Many more operations are also supported for manipulation

8 When to use which ORFfinding function

ORFik supports multiple ORF finding functions,here we describe their specific use.

If you have a DNAStringSet or a character vector use findORFs. DNAStringSet is safer since all characters are forced to uppercase.
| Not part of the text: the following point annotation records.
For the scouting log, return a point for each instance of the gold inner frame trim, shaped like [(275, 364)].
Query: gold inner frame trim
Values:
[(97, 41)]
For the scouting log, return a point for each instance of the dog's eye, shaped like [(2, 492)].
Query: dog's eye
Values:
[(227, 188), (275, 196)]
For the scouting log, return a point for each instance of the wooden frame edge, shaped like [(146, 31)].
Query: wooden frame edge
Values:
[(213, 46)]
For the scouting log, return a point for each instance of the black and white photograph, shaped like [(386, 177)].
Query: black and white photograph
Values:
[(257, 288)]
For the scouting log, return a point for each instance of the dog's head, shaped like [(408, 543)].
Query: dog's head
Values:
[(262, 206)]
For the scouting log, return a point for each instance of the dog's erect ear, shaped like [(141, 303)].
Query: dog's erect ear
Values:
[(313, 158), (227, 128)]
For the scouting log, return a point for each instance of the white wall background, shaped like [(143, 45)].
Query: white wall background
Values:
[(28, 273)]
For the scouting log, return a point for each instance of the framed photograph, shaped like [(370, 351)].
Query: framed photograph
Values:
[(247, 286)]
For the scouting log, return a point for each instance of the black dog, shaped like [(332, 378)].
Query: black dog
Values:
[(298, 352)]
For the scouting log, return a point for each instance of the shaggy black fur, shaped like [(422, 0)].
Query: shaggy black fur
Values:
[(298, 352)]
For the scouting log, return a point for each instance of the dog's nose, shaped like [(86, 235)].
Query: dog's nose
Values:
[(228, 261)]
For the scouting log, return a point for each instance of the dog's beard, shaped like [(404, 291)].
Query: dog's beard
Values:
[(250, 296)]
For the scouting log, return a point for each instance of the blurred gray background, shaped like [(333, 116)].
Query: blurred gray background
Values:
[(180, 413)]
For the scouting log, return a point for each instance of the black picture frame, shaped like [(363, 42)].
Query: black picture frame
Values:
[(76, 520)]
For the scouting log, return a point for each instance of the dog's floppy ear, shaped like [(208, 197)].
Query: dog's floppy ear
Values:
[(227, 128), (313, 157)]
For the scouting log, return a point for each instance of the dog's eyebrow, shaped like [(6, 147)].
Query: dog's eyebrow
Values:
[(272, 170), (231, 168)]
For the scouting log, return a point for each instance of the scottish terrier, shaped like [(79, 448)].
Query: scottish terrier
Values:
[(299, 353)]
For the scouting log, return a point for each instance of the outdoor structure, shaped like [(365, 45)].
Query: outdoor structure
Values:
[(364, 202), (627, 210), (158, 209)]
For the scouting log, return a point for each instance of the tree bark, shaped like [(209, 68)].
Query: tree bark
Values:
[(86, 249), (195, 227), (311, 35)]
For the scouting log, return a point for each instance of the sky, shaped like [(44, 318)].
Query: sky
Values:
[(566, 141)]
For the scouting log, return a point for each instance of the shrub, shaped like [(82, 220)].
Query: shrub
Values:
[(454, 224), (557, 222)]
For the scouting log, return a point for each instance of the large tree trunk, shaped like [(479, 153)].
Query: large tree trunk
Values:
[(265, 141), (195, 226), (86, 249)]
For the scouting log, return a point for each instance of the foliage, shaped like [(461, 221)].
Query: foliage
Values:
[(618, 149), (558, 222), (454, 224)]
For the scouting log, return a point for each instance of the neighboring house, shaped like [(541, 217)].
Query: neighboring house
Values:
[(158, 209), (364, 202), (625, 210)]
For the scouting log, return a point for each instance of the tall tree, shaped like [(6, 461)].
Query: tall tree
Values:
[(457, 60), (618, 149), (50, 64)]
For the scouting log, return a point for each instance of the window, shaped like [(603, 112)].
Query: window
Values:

findORFs will give you only 5’ to 3’ direction, so if you want both directions, you can do (for double stranded):

  library(Biostrings)
  library(S4Vectors)
  seqs <- "ATGAAATGAAGTAAATCAAAACAT" # strand with ORFs in both directions
  # positive strands
  pos <- findORFs(seqs, startCodon = "ATG", minimumLength = 0)
  # negative strands
  neg <- findORFs(reverseComplement(DNAStringSet(seqs)),
                  startCodon = "ATG", minimumLength = 0)
  # make GRanges since we want strand information
  pos <- GRanges(pos, strand = "+")
  neg <- GRanges(neg, strand = "-")
  # as GRanges
  res <- c(pos, neg)
  # or merge together and make GRangesList
  res <- split(res, seq.int(1, length(pos) + length(neg)))
  res
## GRangesList object of length 3:
## $1 
## GRanges object with 1 range and 0 metadata columns:
##       seqnames    ranges strand
##          <Rle> <IRanges>  <Rle>
##   [1]        1       1-9      +
## 
## $2 
## GRanges object with 1 range and 0 metadata columns:
##       seqnames ranges strand
##   [1]        1   6-14      +
## 
## $3 
## GRanges object with 1 range and 0 metadata columns:
##       seqnames ranges strand
##   [1]        1    1-9      -
## 
## -------
## seqinfo: 1 sequence from an unspecified genome; no seqlengths

Note that findORFsFasta automaticly finds (-) strand ORFs. Since that is normally used for genomes.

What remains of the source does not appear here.